In the cryptocurrency market, Dogecoin continues its decline amidst a prevalent risk-off sentiment. The derivatives market for DOGE remains stagnant, demonstrated by low futures Open Interest and a perpetually suppressed funding rate. Looking ahead to 2026, revaluation based on growth, inflation, fiscal conditions, and geopolitics might emerge as priority over neat predictions. There is a warning against complacency as commonly favored trades can quickly become overextended.

The surprisingly strong US economic data, with both growth and inflation running hotter than expected, forces us to reconsider the Federal Reserve’s path. We are now seeing the probability of a first-quarter 2026 rate cut, as priced by the CME FedWatch tool, drop from over 60% last month to below 35% today. Traders should look at selling interest rate futures to position for rates staying higher for longer than previously anticipated.

Market Trends And Strategies

This outlook is providing strong support for the US Dollar, which we see has pushed the Dollar Index (DXY) firmly above the 105.50 resistance level. Recent data from the Commitment of Traders report published last Friday showed that large speculators had already increased their net-long USD positions for the third consecutive week.

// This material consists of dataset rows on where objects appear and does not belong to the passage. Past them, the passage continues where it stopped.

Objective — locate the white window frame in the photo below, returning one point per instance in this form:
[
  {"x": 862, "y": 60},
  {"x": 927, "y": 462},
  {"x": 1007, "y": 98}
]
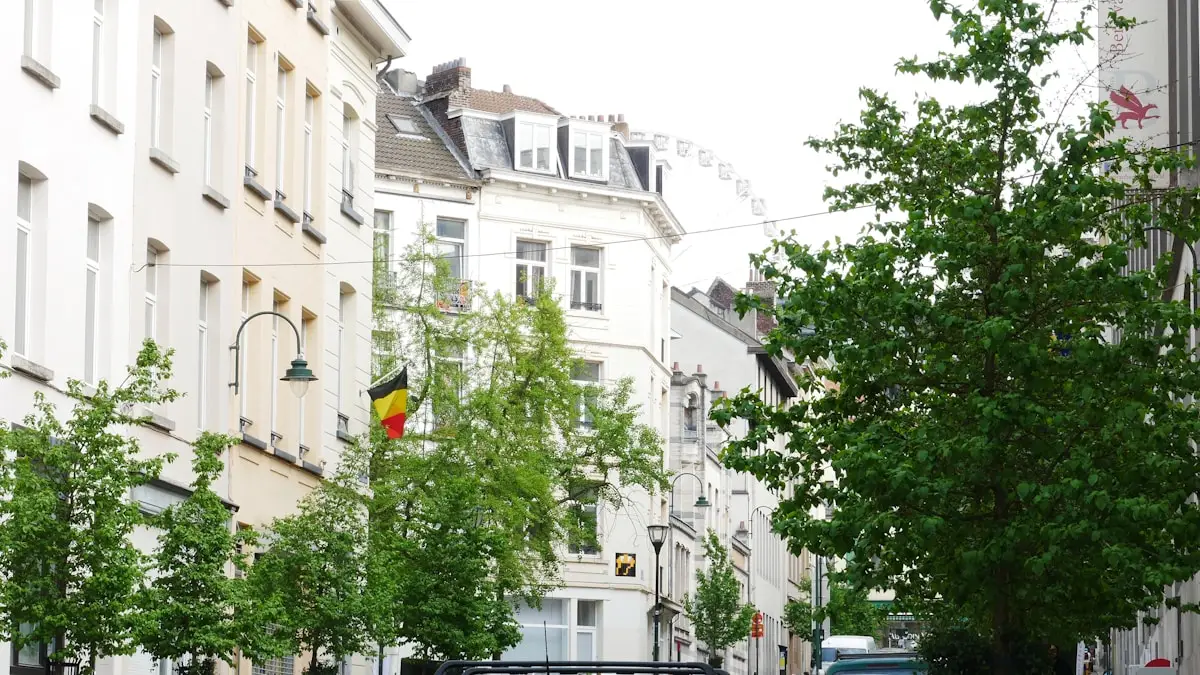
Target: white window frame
[
  {"x": 156, "y": 49},
  {"x": 579, "y": 274},
  {"x": 593, "y": 141},
  {"x": 151, "y": 294},
  {"x": 23, "y": 272},
  {"x": 97, "y": 51},
  {"x": 525, "y": 266},
  {"x": 209, "y": 94},
  {"x": 310, "y": 113},
  {"x": 252, "y": 49},
  {"x": 281, "y": 131},
  {"x": 527, "y": 139},
  {"x": 202, "y": 357},
  {"x": 91, "y": 302}
]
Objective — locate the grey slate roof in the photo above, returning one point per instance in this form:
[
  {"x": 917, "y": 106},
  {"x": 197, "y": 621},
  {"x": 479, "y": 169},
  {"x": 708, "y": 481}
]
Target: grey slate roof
[{"x": 421, "y": 154}]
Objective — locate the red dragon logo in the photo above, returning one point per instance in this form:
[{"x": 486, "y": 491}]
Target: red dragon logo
[{"x": 1134, "y": 111}]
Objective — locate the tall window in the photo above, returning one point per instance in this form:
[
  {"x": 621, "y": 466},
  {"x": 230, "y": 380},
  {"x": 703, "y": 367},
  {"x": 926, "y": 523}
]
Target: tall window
[
  {"x": 208, "y": 126},
  {"x": 587, "y": 376},
  {"x": 453, "y": 245},
  {"x": 151, "y": 294},
  {"x": 533, "y": 145},
  {"x": 251, "y": 101},
  {"x": 156, "y": 89},
  {"x": 281, "y": 131},
  {"x": 91, "y": 300},
  {"x": 586, "y": 279},
  {"x": 310, "y": 113},
  {"x": 97, "y": 49},
  {"x": 202, "y": 357},
  {"x": 588, "y": 154},
  {"x": 23, "y": 282},
  {"x": 531, "y": 268}
]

Buying call options on the DXY or put options on pairs like GBP/USD allows for participation in this dollar strength with a defined risk profile.

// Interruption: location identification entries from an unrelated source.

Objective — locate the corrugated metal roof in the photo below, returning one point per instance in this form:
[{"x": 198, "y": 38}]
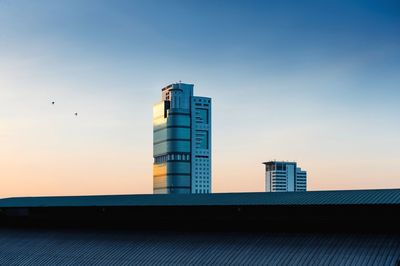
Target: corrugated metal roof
[
  {"x": 344, "y": 197},
  {"x": 72, "y": 247}
]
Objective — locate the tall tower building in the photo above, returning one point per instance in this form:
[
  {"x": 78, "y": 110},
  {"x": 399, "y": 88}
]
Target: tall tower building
[
  {"x": 284, "y": 177},
  {"x": 181, "y": 142}
]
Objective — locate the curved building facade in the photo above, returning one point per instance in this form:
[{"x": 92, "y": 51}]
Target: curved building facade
[{"x": 181, "y": 142}]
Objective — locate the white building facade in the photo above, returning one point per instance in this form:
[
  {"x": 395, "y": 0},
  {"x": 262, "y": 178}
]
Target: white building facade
[
  {"x": 284, "y": 177},
  {"x": 181, "y": 142}
]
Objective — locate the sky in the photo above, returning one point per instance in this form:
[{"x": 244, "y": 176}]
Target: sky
[{"x": 316, "y": 82}]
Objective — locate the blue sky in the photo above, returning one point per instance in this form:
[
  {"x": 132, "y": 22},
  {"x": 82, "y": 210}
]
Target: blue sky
[{"x": 311, "y": 81}]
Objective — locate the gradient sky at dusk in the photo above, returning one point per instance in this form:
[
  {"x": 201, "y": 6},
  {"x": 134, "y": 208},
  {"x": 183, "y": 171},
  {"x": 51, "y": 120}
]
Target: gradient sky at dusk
[{"x": 317, "y": 82}]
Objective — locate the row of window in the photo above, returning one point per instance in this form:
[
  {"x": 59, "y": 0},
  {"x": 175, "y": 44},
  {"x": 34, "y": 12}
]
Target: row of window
[{"x": 173, "y": 156}]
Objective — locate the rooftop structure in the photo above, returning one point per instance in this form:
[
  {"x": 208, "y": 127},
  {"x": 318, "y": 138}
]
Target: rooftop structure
[{"x": 281, "y": 176}]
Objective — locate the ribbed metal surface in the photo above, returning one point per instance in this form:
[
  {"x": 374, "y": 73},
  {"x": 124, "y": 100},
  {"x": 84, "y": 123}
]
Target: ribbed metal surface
[
  {"x": 387, "y": 196},
  {"x": 46, "y": 247}
]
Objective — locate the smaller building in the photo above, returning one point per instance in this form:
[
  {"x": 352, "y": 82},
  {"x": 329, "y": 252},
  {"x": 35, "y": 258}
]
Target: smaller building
[{"x": 284, "y": 177}]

Gold’s retreat from nearly $4,500 is a direct consequence of the stronger dollar and the potential for higher real yields, a dynamic we also witnessed during the 2022 tightening cycle. With 10-year real yields climbing back toward 2.2%, the appeal of non-yielding bullion diminishes. We believe that shorting gold futures or purchasing puts on gold ETFs can serve as an effective hedge against further price erosion.

The risk-off sentiment is clearly hitting the cryptocurrency market, with Bitcoin fighting to maintain its $87,000 support. Analytics firm Glassnode recently reported that exchange inflows have spiked by 15% this week, suggesting more investors are moving coins to sell. This environment favors short positions via perpetual futures, where funding rates have turned negative, indicating a bearish bias among traders.

Finally, we must remain aware that trading volumes are exceptionally thin heading into the new year, which can exaggerate price swings. The VIX, a measure of expected stock market volatility, is sitting near multi-year lows below 14, suggesting widespread complacency. Given the warning about a potential regime shift in 2026, this is an opportune moment to buy cheap, out-of-the-money put options on major indices as a low-cost hedge against a sudden shift in sentiment.